If membership is mandatory, then you must join the plan when you become eligible.
If membership is voluntary, and you decide not to join once you become eligible, you still have the right to join at a later date.
An employer may establish a pension plan for all of its employees, or for one or more classes of employees.
A class of employees is normally defined by the nature and terms of employment. For example, a class of employees could consist of:
- salaried employees
- hourly employees
- unionized employees
- non-unionized employees
- corporate officers
- employees who work at a specific location or division
Once a pension plan is established for a class of employees, every employee in that class is eligible to join that pension plan.
A class can consist of only a few individuals. For example, a class might include only vice-presidents of a corporation.
If an employer wants to provide pension benefits to a particular person, it can also establish a separate single-member plan, which is often called an individual pension plan (IPP).
Employers can establish separate pension plans for full-time and part-time employees.

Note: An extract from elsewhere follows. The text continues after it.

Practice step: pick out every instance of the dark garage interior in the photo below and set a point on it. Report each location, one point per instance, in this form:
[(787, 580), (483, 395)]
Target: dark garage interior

However, the pension plan that is established for part-time employees must provide benefits that are reasonably equivalent to those provided for full-time employees of the same class. If there is no separate pension plan for part-time employees, they cannot be distinguished as a separate class of employees from full-time employees.
Eligibility for Different Types of Plans
Single Employer Pension Plan (SEPP)
Your eligibility to join a SEPP is based on years of service (employment). Your age or gender cannot be a condition of eligibility.
If you are a full-time employee, you are entitled to join the SEPP after completing two years of continuous employment.
If you are a part-time employee, you are entitled to join the SEPP after 24 months of employment, if you meet one of the following criteria (whichever is less) in each of the two consecutive calendar years immediately before joining the plan:
- you worked 700 hours, or
- you earned at least 35 per cent of the Year’s Maximum Pensionable Earnings.
- The SEPP allows you to join earlier.
- Once you meet the eligibility conditions and join the SEPP, you do not stop being a plan member just because your hours or earnings are reduced.
Multi-Employer Pension Plan (MEPP)
The eligibility rules for joining a MEPP are somewhat different because employees tend to move back and forth among the employers who participate in these plans.
Both full-time and part-time employees are entitled to join a MEPP once they meet one of the following criteria (whichever is less) in each of the two consecutive calendar years immediately before joining the plan:
- work a total of 700 hours for one or more of the participating employers, or
- earn a total of at least 35 per cent of the Year’s Maximum Pensionable Earnings with one or more of the participating employers.
- Your MEPP may allow you to join earlier.
- Once you meet the eligibility conditions and join the MEPP, you do not stop being a plan member just because your hours or earnings are reduced.
Jointly Sponsored Pension Plans (JSPPs)
JSPPs may be single employer (SEPPs) or multi-employer pension plans (MEPPs).
If the JSPP is a SEPP, the eligibility rules that apply to SEPPs will apply.
Similarly, if the JSPP is a MEPP, the eligibility rules that apply to MEPPs will apply.